Over the last several years, I have met several people who suffer from what I call Deactionary Dreamers. These people suffer from an illusion that execution has no impact on the outcome, and instead is a given.
In a normal scenario (when things go well), you have three basic steps:
- Good Idea / Opportunity Identified
A good idea that requires action is identified. If all goes well, it could have very good results. - Action/Execution
Work is performed toward the pursuit of obtaining success as it relates to the idea. This is usually the area where you find out whether or not this was really a good idea to begin with - Solution/Success
If the idea was sound, and the work was good, you have success.
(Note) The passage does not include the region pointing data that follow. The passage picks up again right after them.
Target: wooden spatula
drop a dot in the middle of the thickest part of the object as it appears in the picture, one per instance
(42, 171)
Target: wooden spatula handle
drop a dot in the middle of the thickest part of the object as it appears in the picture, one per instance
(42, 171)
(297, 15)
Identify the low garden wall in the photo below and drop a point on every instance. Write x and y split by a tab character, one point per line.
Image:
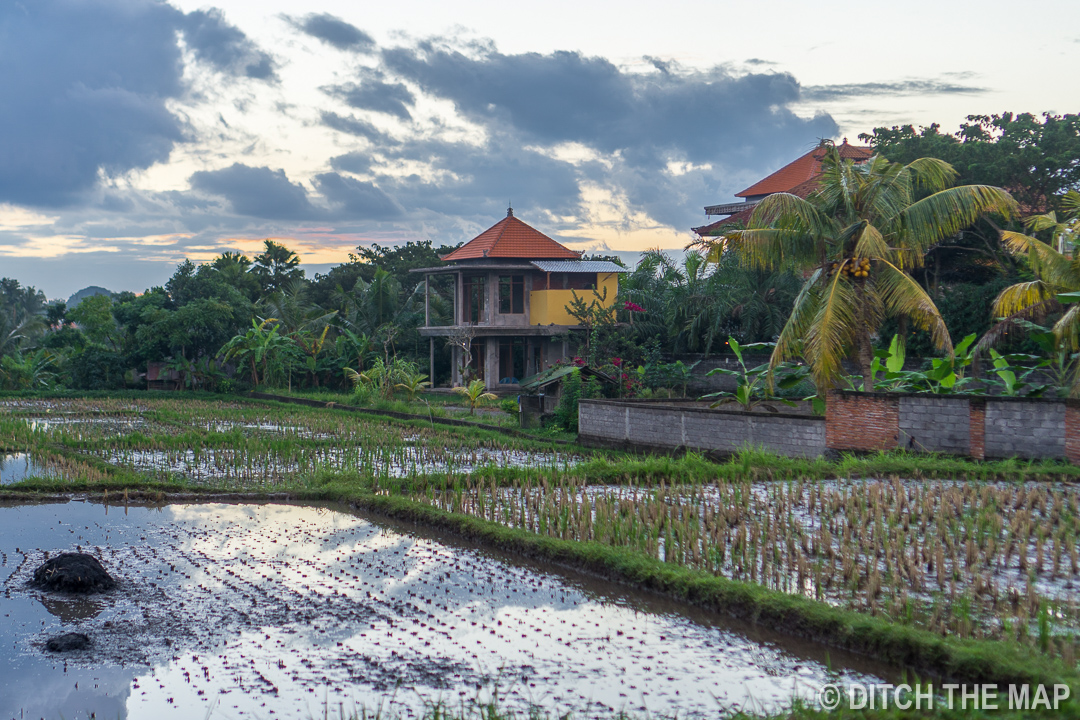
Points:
667	425
976	426
979	426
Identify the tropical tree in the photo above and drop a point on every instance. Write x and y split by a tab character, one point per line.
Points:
31	370
475	393
275	267
855	238
262	351
1056	273
413	383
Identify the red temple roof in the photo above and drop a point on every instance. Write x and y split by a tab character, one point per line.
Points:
805	170
510	238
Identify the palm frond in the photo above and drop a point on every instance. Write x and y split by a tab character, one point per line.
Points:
1047	263
787	211
872	244
930	220
768	248
1021	297
804	310
1001	328
902	296
1067	329
832	331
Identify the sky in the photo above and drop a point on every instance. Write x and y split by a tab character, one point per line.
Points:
136	133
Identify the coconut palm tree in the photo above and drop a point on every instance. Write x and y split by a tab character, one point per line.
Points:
475	393
1056	272
854	239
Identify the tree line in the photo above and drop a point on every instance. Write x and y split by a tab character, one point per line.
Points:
939	236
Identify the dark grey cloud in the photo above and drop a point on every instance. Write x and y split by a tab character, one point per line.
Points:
822	93
257	191
225	46
392	98
714	126
475	181
85	84
356	200
566	96
334	31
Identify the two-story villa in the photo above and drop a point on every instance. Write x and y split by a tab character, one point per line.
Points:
511	287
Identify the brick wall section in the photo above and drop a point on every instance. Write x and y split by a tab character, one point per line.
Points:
1072	431
1024	429
976	424
649	425
862	421
933	423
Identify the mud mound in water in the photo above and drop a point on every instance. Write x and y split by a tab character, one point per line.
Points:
72	572
67	642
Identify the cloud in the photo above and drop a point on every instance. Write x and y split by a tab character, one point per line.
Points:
467	180
358	200
568	97
86	86
257	191
377	95
824	93
352	162
351	125
225	46
718	125
334	31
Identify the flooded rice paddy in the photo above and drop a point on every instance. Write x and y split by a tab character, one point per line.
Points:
244	445
969	558
234	610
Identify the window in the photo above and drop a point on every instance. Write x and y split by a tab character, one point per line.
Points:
512	295
474	299
580	281
477	360
511	361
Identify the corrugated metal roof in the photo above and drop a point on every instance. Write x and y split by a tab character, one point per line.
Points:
577	266
559	371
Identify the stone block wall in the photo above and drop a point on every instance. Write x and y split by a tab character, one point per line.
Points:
956	424
934	423
1024	429
669	425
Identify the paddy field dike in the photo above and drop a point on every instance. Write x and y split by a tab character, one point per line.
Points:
279	560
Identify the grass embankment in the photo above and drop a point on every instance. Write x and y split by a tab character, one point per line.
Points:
174	424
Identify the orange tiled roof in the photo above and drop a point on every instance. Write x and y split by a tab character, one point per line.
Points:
806	168
716	229
510	238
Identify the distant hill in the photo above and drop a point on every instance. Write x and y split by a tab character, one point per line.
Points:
86	293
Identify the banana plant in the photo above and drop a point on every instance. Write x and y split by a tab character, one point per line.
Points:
755	385
413	383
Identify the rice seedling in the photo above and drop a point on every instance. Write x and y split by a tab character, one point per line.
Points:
966	558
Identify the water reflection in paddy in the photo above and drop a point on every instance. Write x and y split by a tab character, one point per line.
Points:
17	466
282	610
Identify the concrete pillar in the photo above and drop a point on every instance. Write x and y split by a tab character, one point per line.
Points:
431	362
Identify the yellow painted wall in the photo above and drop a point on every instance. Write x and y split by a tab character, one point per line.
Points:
549	307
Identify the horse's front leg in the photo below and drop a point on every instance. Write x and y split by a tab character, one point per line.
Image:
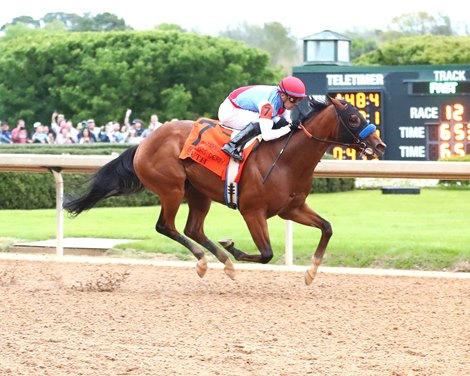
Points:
306	216
258	228
199	206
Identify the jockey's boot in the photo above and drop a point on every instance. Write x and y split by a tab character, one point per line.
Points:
241	138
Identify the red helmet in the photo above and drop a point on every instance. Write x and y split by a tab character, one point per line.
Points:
292	86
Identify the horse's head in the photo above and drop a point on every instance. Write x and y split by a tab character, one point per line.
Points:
355	131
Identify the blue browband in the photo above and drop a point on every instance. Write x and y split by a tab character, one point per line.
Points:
367	131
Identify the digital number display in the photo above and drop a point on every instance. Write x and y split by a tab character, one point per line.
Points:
369	104
421	111
452	135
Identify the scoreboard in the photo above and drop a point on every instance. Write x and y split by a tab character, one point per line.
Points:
422	112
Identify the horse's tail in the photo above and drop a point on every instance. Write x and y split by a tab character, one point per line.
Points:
115	178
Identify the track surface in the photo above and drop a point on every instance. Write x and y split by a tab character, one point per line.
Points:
167	321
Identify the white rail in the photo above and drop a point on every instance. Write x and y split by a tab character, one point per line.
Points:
327	168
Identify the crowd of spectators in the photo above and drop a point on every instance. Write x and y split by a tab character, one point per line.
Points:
62	131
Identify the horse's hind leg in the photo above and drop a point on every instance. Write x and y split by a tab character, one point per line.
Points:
306	216
258	227
166	226
199	205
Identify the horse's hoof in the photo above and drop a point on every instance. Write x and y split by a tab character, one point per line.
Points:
226	243
201	267
309	277
229	269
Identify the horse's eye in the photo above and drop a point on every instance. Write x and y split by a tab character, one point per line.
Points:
354	121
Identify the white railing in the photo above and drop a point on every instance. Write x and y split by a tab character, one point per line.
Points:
56	164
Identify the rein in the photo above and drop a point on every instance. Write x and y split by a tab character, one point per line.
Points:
357	142
277	158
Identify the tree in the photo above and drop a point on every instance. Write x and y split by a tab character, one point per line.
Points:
84	75
273	38
421	23
420	50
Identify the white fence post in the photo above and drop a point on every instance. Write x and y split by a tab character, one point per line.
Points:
59	198
289	244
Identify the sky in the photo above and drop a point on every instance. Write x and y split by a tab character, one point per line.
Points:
301	17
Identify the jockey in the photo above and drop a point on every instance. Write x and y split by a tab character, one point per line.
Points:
256	109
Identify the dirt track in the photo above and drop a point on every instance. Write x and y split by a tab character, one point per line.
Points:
167	321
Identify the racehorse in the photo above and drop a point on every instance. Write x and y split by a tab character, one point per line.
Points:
271	184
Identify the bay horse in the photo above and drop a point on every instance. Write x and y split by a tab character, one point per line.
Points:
155	164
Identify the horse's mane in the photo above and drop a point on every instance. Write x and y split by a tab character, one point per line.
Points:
316	105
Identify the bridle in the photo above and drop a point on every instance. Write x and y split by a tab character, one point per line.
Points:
357	144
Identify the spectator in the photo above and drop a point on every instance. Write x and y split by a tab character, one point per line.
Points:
73	133
39	136
155	122
138	126
89	134
56	121
51	137
19	135
104	134
5	134
86	137
91	125
149	130
64	137
153	125
133	138
116	135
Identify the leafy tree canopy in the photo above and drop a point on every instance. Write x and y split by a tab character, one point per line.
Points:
100	75
420	50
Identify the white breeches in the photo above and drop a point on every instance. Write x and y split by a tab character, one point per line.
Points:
236	118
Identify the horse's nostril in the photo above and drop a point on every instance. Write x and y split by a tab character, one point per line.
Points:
381	147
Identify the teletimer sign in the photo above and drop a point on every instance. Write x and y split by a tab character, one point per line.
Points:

However, those with Deactionary dreams take for granted what happens during step #2. As a result, once they have identified the opportunity or good idea, they will be successful and it will come to fruition. There steps loook something like:
- Identify the good idea / opportunity
- ?
- Enjoy the success of that opportunity
While I don’t generally condone Southpark as an edifying show, there was an episode early on that in on this very idea. In the episode, underpants gnomes were stealing the kids underpants (and thereby driving them crazy since their parents didn’t believe them). Anyway, at one point in time, the kids followed the gnomes to their lair and the gnomes showed them their business plan which was :
- Collect Underpants
- ?
- Profit
The kids tried to elicit an answer to what #2 was, with Abott and Costello effect (Whose on first? etc). The gnomes are committed Deactionay Dreamers.
This tendency can be one of the fallacies those who are prone to positive thinking fall into. They assume that everything is going to work out just fine when there is actually real work and real challenges that must be overcome. Moreover, the tend not to learn enough from past experiences to know which ideas are truly good that need hard work, and which will not come to fruition no matter how much work is done.
Ideas are a dime a dozen, but execution is hard and is where success is determined.